Advanced Apply Operations

Here we are mostly speaking about the pattern .groupby().apply(). Again there is some leeway, because on one hand it allows you to perform simply some operations that could be quite complex when written with a different syntax. On the other hand, it can become extremely fast a foot-gun loaded with unnecessary complexity, even faster than an executive sabotaging a good product because now it must use AI.

Regardless, use a more straightforward and explicit syntax if possible:

(
    fancy_name_because_i_use_method_chaining
    .groupby(["column_name_1", "column_name_2"])
    .agg(
        avg_price=("price", "mean"),
        avg_price_change=("price", lambda x: x.diff().mean()),
        awesome_feature=("scores", function_defined_elsewhere),
    )
)

This very expressive syntax is usually a good seatbelt against our own stupidity while being only slightly more verbose.
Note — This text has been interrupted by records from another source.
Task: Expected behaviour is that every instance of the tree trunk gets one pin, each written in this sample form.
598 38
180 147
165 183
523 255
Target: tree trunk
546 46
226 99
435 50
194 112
But since when is the number of characters you type the bottleneck of your work?

Final Thoughts

Let’s recap one more time how to write pandas that will not trigger the next maintainers of your code to spiral down into depression, hang themselves, and/or gouge their eyes out.

No …

No fucking for loops, Sir Rants, I learned the message!

Good lad!
No inplace=True: It prevents method chaining and provides no memory benefits.
Embrace Method Chaining: Use lambda df: df... to reference the current DataFrame when filtering or creating new columns.
Avoid Self-Joins: Use groupby().transform() (similar to SQL window functions) instead of merging aggregated DataFrames back into themselves.
Prioritize Vectorization: Prefer built-in vectorized operations (.str, .dt) over .apply() for simple column transformations.
Careful Use of .apply(): it might be tolerated for applying the same transformation to multiple columns (for the sake of readability), or after .groupby operations, but beware of the complexity demon here!
Estimate How Fast You Code Should Run: Expect the processing of ~10GB of real-life data on average hardware to take a few tens of seconds, not minutes or worse… Be extremely skeptical of any code that takes longer.

Again, we are not doing any kind of optimization around here; we are just writing code that does not suck utterly and that is not a waste of CPU cycles. Method chaining is a good way to limit your own ability to do stupid shit, and it keeps you within a decent range of the “optimal” processing time you can hope to have in pure pandas.

If you use these simple rules of thumb, you will have a code that is not only surprisingly fast even for pandas but also extremely readable and debuggable. Your coworker will stop despising you when you hand them over some code, your manager will give you the employee of the month trophy, and your significant other won’t dump your sorry ass. (The last two promises are only binding for those who believe in cryptocurrency or the tooth-fairy).